Ci sono poi casi come quello di Roberta, il cui assegno di ricerca su tematiche relative alla violenza di genere scade a dicembre. Ora non può averne altri perché ha raggiunto il limite dei sei anni previsti dalla legge. La sua situazione è paradossale. Ci sarebbero dei fondi per bandire un tempo determinato e far proseguire la sua ricerca, ma non può farlo. Il disciplinare interno del Cnr, infatti, permette di realizzare questi contratti solo con finanziamenti ottenuti da gare nazionali ed internazionali.

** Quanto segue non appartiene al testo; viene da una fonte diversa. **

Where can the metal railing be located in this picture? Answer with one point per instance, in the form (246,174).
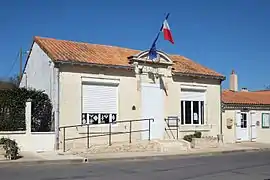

D’altronde, la ministra dell’Università e Ricerca, Anna Maria Bernini, ha recentemente dichiarato in un evento di Forza Italia che i ricercatori sono come le rondini, uccelli migratori che si muovono seguendo i progetti di ricerca. E dunque, ha proseguito, non si può ingabbiarli negli uffici o nei laboratori ma devono essere liberi di andare inseguendo le opportunità.
Una metafora che restituisce in maniera inequivocabile l’idea dell’attuale governo di lasciare i ricercatori in una condizione perenne di precarietà, senza la minima prospettiva di un progetto di lungo periodo. Il contratto indeterminato e le stabilizzazioni non sono nel vocabolario degli attuali responsabili del Mur. Utilizzando il medesimo registro comunicativo, si può affermare che le rondini del Pnrr non hanno fatto la primavera della ricerca italiana.
Negli ultimi anni infatti, soprattutto grazie agli investimenti realizzati con i fondi europei post-Covid, si sono moltiplicati i progetti di ricerca negli atenei e negli enti pubblici. Tuttavia, il risultato più evidente dei miliardi di euro spesi è stata l’assunzione di un enorme numero di ricercatori precari che si sono sommati agli altri assunti con altri progetti non Pnrr.
Da questo punto di vista, la situazione del Consiglio nazionale delle Ricerche, il principale ente pubblico di ricerca italiano, è emblematica. Attualmente lavorano nell’ente oltre quattromila ricercatori precari, mentre il personale stabile è di ottomila e quattrocento dipendenti. Questo significa che ogni due lavoratori con un contratto indeterminato c’è un precario.
Per risolvere questo grave problema, dallo scorso luglio è in corso una mobilitazione. Il tempo a disposizione è molto breve, infatti molti progetti hanno già raggiunto il termine. In mancanza di una prospettiva certa le conoscenze, i saperi, le competenze create andranno definitivamente disperse. Al momento, però, la Presidente Maria Chiara Carrozza, ex ministra dell’Istruzione dell’Università e della Ricerca del governo Letta, ha solo promesso dei concorsi senza chiarire le tempistiche e il numero dei posti.
Inoltre, la legge di bilancio in approvazione nel Parlamento preannuncia un destino cupo. La manovra riserva tagli su tutti i servizi pubblici e non risparmia il reclutamento dei ricercatori. Infatti, limita le assunzioni del personale a tempo indeterminato e non prevede finanziamenti per consentire la continuità dei progetti Pnrr. L’Italia, così, rischia di sprecare i fondi europei ricevuti, perdendo il potenziale scientifico e tecnologico su cui ha investito.
A ciò si aggiunge il Disegno di Legge 1240 in discussione al Senato che moltiplica le figure contrattuali precarie negli enti pubblici di ricerca e nelle università. Per evitare l’ennesimo spreco di risorse pubbliche si stanno mobilitando il movimento dei precari degli enti di ricerca e le organizzazioni sindacali.
Il 5 novembre saranno in piazza a Roma per chiedere più finanziamenti per le stabilizzazioni e per fermare il Ddl. In gioco per l’ennesima volta c’è il futuro della ricerca pubblica italiana, una questione strategica troppo spesso svilita, ma che adesso pretende una risposta sul proprio destino.